Pension Plans and the Small Business Owner
small business and pensions

Small business owners need to understand the risks and rewards of starting a pension for employees.


If you own a business, and want an easy tax deduction, many so-called investment professionals want you to open a pension plan, so you can deduct the contributions to the plan.

While tax deductibility is one of the benefits, there are a number of duties and issues which come with the plan setup. This article is designed as a starting point so the business owner understands the risks and rewards of starting a pension for your employees.

The Type of Plan

Most advisors suggest a 401K plan, which is an arrangement where employees can redirect part of their paycheck to fund their own retirement, and the employee can pick among a variety of investment choices .

Small business owners like that idea, because the majority of the funding comes from the employee, not from the business.

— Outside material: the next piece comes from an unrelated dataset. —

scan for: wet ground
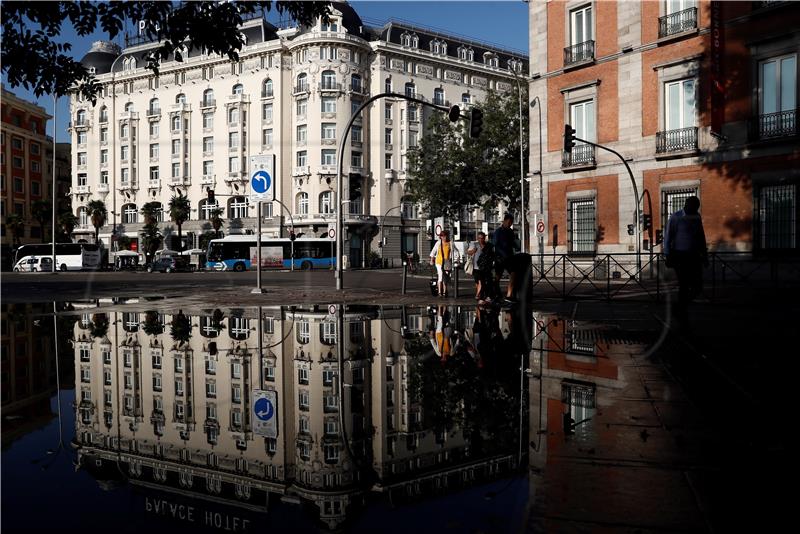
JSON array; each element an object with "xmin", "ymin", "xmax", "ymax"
[{"xmin": 2, "ymin": 295, "xmax": 793, "ymax": 532}]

However, there are limits on how much the highly compensated company leaders can allocate for themselves, based upon the amount the lower –paid rank and file employees put in to the plan. In order to induce employees to contribute, employers may set up an automatic withdrawal for employees, so they don’t actually feel the cash coming out of that paycheck.

Employers may also lure the employees to contribute by offering a matching company contribution, which isn’t immediately owned by the employee. Those matching contributions don’t become irrevocable, or “vest”, until  3 to 6 years of employment.

There are other types of plans including defined benefit plans or an employee stock ownership plans.

Those types of arrangements are seldom started by small businesses because they cost too much to maintain, require significant contributions from the company and often have undesired  consequences for the  company and its stockholders.

Fiduciary Duty of the Sponsor and Trustee

The owner of the company which sponsors the plan may have significant responsibilities to assure that the plan is operating in the best interest of the employees.

Seven of those duties include:

1.   Allowing the employees a variety of investment choices from low-risk/guaranteed return investments to high-risk high potential reward funds.

2.   Ascertaining that the investment choices are not burdened with  excessive fees or expenses which reduce the investment returns.

3.   Computing the correct amount to be withdrawn from employees who opt in to the withholding arrangement.

4.   Depositing employee money on a timely basis, which is usually 3 to 5 days after the payroll is computed and paid to the employees.

5.   Filing an annual form called a 5500 with the IRS and Department of Labor  in a manner that is accurate and on time.

6.   Updating the plan as laws change to be assured that the plan operations comply with the updated law.

7.   Assuring that persons hired to handle the pension compliance rules, including the third party administrator,  the plan’s attorney and CPA,  the asset custodian  and investment advisor are all competent.

These are only a sample of the duties the employer-sponsor must accept.

The Department of Labor and the IRS have increased their oversight on 401K plans, and are imposing stiff fines on those plans that do not meet their legal duty. However, the fines are never paid from employee investments, so the likely responsibility will rest  with the sponsoring company or its officers , or  the plan trustee .

Investment advisors often forget to explain these risks and obligations since it defeats their opportunity to earn the advisory fees they could obtain if the owner knew how much effort is really involved.